La réforme vise surtout les personnes ayant déjà effectué leurs obligations militaires. L'armée perd trop de soldats en faveur du service civil. En 1996, depuis que la loi sur le service civil est entrée en vigueur, les admissions ont explosé. Elles sont passées d'un millier à l'époque à plus de 6000 depuis 2016, a expliqué Jean-Luc Addor (UDC/VS) au nom de la commission.

Plus d'un tiers sont des militaires ayant terminé leur école de recrues, des cadres et des spécialistes. L'année dernière, quelque 50'000 personnes étaient astreintes au service civil alors que l'effectif réglementaire de l'armée est de 100'000.

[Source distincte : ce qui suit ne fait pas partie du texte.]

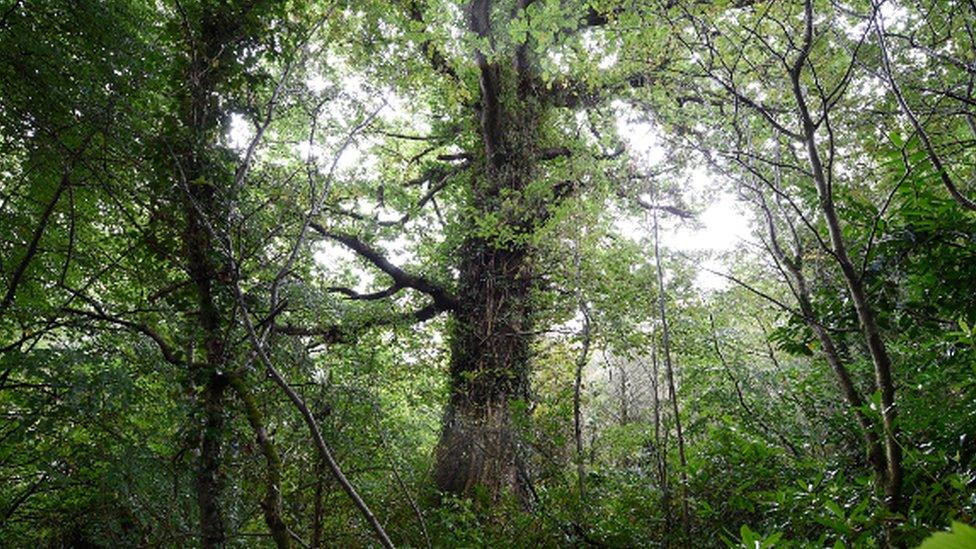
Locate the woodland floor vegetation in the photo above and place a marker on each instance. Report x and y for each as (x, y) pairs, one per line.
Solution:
(488, 273)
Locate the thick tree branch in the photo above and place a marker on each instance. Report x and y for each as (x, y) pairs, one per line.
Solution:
(442, 298)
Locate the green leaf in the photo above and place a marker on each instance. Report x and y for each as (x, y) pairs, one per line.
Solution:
(961, 537)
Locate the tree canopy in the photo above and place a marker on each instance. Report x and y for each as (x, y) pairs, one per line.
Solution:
(442, 273)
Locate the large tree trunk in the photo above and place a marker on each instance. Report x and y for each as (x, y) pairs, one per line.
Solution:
(492, 320)
(488, 368)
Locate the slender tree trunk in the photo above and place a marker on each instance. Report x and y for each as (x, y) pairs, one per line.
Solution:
(318, 512)
(669, 371)
(865, 313)
(875, 455)
(581, 360)
(661, 452)
(271, 504)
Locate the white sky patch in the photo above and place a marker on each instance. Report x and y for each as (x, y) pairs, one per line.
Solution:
(240, 133)
(721, 227)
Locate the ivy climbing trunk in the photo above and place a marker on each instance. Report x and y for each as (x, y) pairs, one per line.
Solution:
(490, 332)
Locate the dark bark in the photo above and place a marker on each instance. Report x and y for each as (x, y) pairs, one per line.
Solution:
(669, 372)
(271, 504)
(488, 368)
(865, 312)
(492, 319)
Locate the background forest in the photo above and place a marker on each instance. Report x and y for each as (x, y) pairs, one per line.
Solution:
(487, 273)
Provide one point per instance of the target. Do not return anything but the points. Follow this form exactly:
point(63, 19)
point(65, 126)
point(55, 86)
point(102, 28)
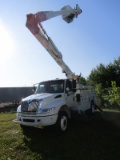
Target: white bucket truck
point(54, 101)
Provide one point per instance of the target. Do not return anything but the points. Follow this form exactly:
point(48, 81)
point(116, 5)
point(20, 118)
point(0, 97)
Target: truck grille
point(31, 106)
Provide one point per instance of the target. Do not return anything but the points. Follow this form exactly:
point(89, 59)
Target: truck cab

Il faut corriger le tir urgemment, a dit M. Addor. Il n'y pas de choix entre le service civil et l'armée, a ajouté Ida Glanzmann (PDC/LU).

Soutenus par le PS, les Vert'libéraux et une partie du centre, les Verts ont défendu la non-entrée en matière. Les effectifs de l'armée ne sont pas en péril, a expliqué Fabien Fivaz (Verts/NE).

Les restrictions ont pour but d'affaiblir le service civil et de le rendre moins attrayant, selon l'écologiste Neuchâtelois. L'an dernier pourtant, 1,2 million de journées ont été investies dans la santé, le social, l'agriculture ou la sauvegarde du patrimoine. A quel prix veut-on abandonner cet apport à la communauté, a-t-il dit.

Ces mesures ont un caractère punitif, sont contraires à la Constitution et au droit international ou représentent des chicaneries inutiles, a ajouté Priska Seiler Graf (PS/ZH).

Le Conseil fédéral propose huit mesures pour durcir les conditions d'admission au service civil qui sont l'un des facteurs influençant la baisse des effectifs de l'armée. Ces mesures pourront produire les résultats escomptés, a déclaré le ministre de l'économie Guy Parmelin. La sécurité du pays est un intérêt public prépondérant.